EL aspecto más preocupante de la sentencia Nóos es la descreída suspicacia con que la ha recibido la opinión pública. Los españoles que ven en el veredicto un ejercicio de independencia del tribunal están en franca minoría frente a quienes creen en una suerte de conspiración judicial a favor de la Corona y del Estado. Se trata de una consecuencia más de la demencial demora de un proceso retransmitido con paroxismo sensacionalista, pero también y sobre todo de la extensión de un relato demagógico mucho más amplio sobre la sumisión bastarda de la justicia a los aparatos de poder político y económico. Algo más que populismo: la consagración de un estado general de desconfianza en el sistema.

Los estragos morales de la crisis, amplificados por la ausencia de pedagogía civil, han destruido la convicción de la sociedad en la razón del Derecho. La supuesta democratización del pensamiento favorecida por las tecnologías de la comunicación ha desembocado en una abolición práctica de la jerarquía del conocimiento. Si cualquier ciudadano lleva dentro un infalible seleccionador de fútbol, ahora se siente además un juez en posesión de certidumbres jurídicas emanadas de sus prejuicios literalmente iletrados. La presunción de inocencia, triturada por la inevitable generalización de la pena de telediario, quedó formalmente derogada el día en que un policía fiscal colocó su mano delante de decenas de cámaras sobre la nuca de un ciudadano sin imputar llamado Rodrigo Rato. Banqueros, políticos, empresarios y finalmente miembros de la familia real son declarados –con la complicidad necesaria de los medios– culpables de oficio por pertenecer a un estamento privilegiado; una especie de revancha social que cataliza en la aniquilación de las reputaciones el resentimiento contra unas élites señaladas como responsables genéricas de los años de quebranto.

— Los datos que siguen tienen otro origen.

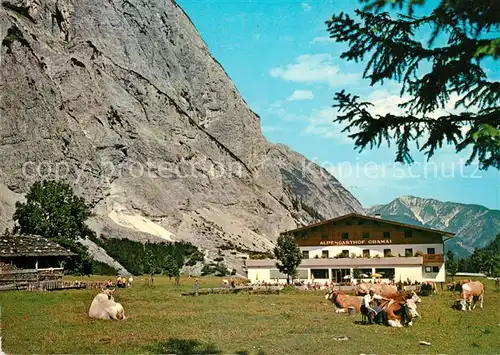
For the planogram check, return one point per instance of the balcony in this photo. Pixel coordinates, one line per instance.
(433, 258)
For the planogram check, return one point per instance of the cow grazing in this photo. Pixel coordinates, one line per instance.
(343, 301)
(472, 292)
(104, 307)
(384, 290)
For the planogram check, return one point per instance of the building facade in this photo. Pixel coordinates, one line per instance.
(358, 246)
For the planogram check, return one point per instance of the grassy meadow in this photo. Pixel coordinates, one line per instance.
(293, 322)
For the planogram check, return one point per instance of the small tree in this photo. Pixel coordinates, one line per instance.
(451, 264)
(289, 256)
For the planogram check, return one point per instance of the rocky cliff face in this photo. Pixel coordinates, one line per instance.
(474, 225)
(123, 100)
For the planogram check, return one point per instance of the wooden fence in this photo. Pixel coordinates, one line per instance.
(42, 280)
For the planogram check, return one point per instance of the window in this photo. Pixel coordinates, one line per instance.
(387, 273)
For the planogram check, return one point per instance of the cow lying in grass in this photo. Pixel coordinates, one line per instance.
(399, 313)
(472, 292)
(104, 307)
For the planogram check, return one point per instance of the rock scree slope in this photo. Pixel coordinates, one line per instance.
(123, 100)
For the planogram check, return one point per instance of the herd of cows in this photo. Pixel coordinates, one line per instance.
(399, 308)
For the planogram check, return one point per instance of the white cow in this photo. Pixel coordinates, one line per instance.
(104, 307)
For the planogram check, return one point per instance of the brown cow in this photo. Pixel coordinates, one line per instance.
(471, 293)
(343, 301)
(430, 284)
(384, 290)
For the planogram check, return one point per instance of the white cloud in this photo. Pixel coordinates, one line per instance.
(298, 95)
(316, 68)
(321, 40)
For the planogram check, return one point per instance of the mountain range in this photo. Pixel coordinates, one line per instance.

El caso Nóos representa el compendio de esa frustración liquidacionista que se cobró, como pieza de caza mayor, la cabeza coronada del Rey Juan Carlos. El nihilismo furioso de la –peligroso concepto que disuelve en una masa crispada la soberanía individual del ciudadano– exige víctimas a un ritmo inalcanzable para los garantistas tiempos de las leyes procesales. Se las proporciona la máquina mediática aliada con la política-espectáculo de unos sedicentes partidos regeneracionistas que secundan con frívolo ventajismo ese clamor airado. Entre todos hemos arrasado la legitimidad de las instituciones bajo la coartada de un nuevo paradigma democrático.

El sistema no ha sabido defenderse. Más bien ha cedido a la presión acomplejado por sus propios –y fundados– remordimientos. Pero este asunto, metáfora morbosa del conflicto entre los hechos y las suposiciones emocionales, no va de Infantas despistadas ni de jueces sesgados ni de reyes con yernos. Va de la supervivencia imprescindible del Estado de Derecho.